Vivienne Nathanson discusses the need for greater public engagement. OSCs are increasingly facilitating this by gaining a high profile in public and in the press. They are using innovative mechanisms to ensure both the marginalised and neutral are heard and alerted to public health issues. One OSC held a workshop for patients with dementia, using a theatre company to creatively consult with them on ongoing service developments.

Other OSCs have joined with PCTs to hold awareness days on issues such as breastfeeding
and smoking. Such activities can ensure greater access to accountability mechanisms. Mrs Patel, waiting in the rain to see her practice nurse in inner-city Leicester, needs to know how to influence the local system.

Additionally, OSCs' cross-cutting nature can ensure each public health issue is increasingly examined in terms of its entire impact on patients. Professionals may know how to ensure the care they offer is gold standard, but what if patients cannot reach their hospital, due to poor rural transport links or expensive car parking?

Health and well-being is affected by services such as housing, transport and leisure facilities, to name but a few. With their knowledge of such wider local services, OSCs can ensure clinicians are aware of the diverse realities of patients' lives.
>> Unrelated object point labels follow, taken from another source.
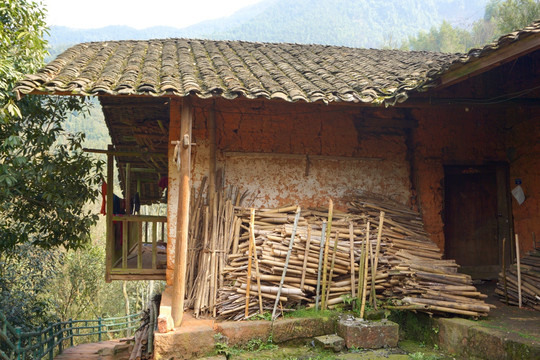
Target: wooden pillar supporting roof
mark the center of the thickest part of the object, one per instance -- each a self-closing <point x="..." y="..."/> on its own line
<point x="180" y="257"/>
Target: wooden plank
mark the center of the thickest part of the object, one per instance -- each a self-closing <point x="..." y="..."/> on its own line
<point x="127" y="193"/>
<point x="154" y="245"/>
<point x="139" y="246"/>
<point x="109" y="216"/>
<point x="499" y="57"/>
<point x="182" y="225"/>
<point x="125" y="240"/>
<point x="134" y="271"/>
<point x="110" y="151"/>
<point x="140" y="218"/>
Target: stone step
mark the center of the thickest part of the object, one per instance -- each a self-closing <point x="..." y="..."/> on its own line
<point x="367" y="334"/>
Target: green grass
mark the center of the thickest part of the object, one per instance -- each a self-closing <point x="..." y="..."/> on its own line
<point x="311" y="313"/>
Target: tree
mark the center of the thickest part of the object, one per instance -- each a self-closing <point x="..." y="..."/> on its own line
<point x="446" y="38"/>
<point x="511" y="15"/>
<point x="45" y="177"/>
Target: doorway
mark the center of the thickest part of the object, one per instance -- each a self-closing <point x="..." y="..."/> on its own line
<point x="477" y="218"/>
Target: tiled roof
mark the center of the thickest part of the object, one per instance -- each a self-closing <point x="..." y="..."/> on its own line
<point x="230" y="69"/>
<point x="478" y="53"/>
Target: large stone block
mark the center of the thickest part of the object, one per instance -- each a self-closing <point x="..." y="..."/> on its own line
<point x="298" y="328"/>
<point x="453" y="334"/>
<point x="185" y="343"/>
<point x="240" y="332"/>
<point x="330" y="342"/>
<point x="368" y="334"/>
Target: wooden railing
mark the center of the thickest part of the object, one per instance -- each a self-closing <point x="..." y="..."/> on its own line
<point x="136" y="247"/>
<point x="48" y="341"/>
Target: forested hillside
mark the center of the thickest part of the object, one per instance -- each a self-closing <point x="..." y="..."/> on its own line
<point x="359" y="23"/>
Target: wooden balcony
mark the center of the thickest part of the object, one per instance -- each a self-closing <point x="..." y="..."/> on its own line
<point x="136" y="251"/>
<point x="136" y="247"/>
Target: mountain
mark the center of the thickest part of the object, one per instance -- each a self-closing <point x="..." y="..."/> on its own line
<point x="358" y="23"/>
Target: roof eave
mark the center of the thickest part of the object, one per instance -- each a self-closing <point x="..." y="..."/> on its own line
<point x="459" y="71"/>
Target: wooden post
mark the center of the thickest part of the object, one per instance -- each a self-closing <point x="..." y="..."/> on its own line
<point x="212" y="160"/>
<point x="110" y="230"/>
<point x="182" y="224"/>
<point x="504" y="272"/>
<point x="326" y="246"/>
<point x="127" y="193"/>
<point x="518" y="264"/>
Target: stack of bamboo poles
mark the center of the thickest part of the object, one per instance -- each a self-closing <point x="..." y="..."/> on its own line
<point x="143" y="348"/>
<point x="418" y="277"/>
<point x="211" y="232"/>
<point x="529" y="271"/>
<point x="243" y="262"/>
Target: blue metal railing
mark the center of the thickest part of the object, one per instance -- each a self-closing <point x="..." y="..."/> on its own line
<point x="35" y="345"/>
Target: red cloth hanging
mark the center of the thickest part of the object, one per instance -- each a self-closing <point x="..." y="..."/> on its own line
<point x="103" y="198"/>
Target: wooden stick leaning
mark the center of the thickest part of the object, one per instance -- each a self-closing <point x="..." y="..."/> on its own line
<point x="323" y="236"/>
<point x="306" y="253"/>
<point x="248" y="279"/>
<point x="351" y="249"/>
<point x="332" y="268"/>
<point x="366" y="261"/>
<point x="291" y="242"/>
<point x="326" y="249"/>
<point x="361" y="274"/>
<point x="518" y="270"/>
<point x="254" y="244"/>
<point x="376" y="260"/>
<point x="504" y="273"/>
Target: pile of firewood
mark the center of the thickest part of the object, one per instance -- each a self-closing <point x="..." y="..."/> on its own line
<point x="418" y="277"/>
<point x="143" y="347"/>
<point x="507" y="287"/>
<point x="212" y="227"/>
<point x="321" y="257"/>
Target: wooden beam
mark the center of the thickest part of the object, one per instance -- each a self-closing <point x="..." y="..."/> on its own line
<point x="180" y="258"/>
<point x="212" y="161"/>
<point x="109" y="245"/>
<point x="498" y="57"/>
<point x="111" y="151"/>
<point x="127" y="193"/>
With these issues being increasingly brought together under local area agreements, and OSCs able to hold diverse bodies to account, it will be necessary to ensure that the committees have the skills, information and capacity to give a meaningful voice to all involved.

However, if done well, this enhanced system can help both patients and professionals find their way through the new local service landscape and ensure both are responding to each others' needs.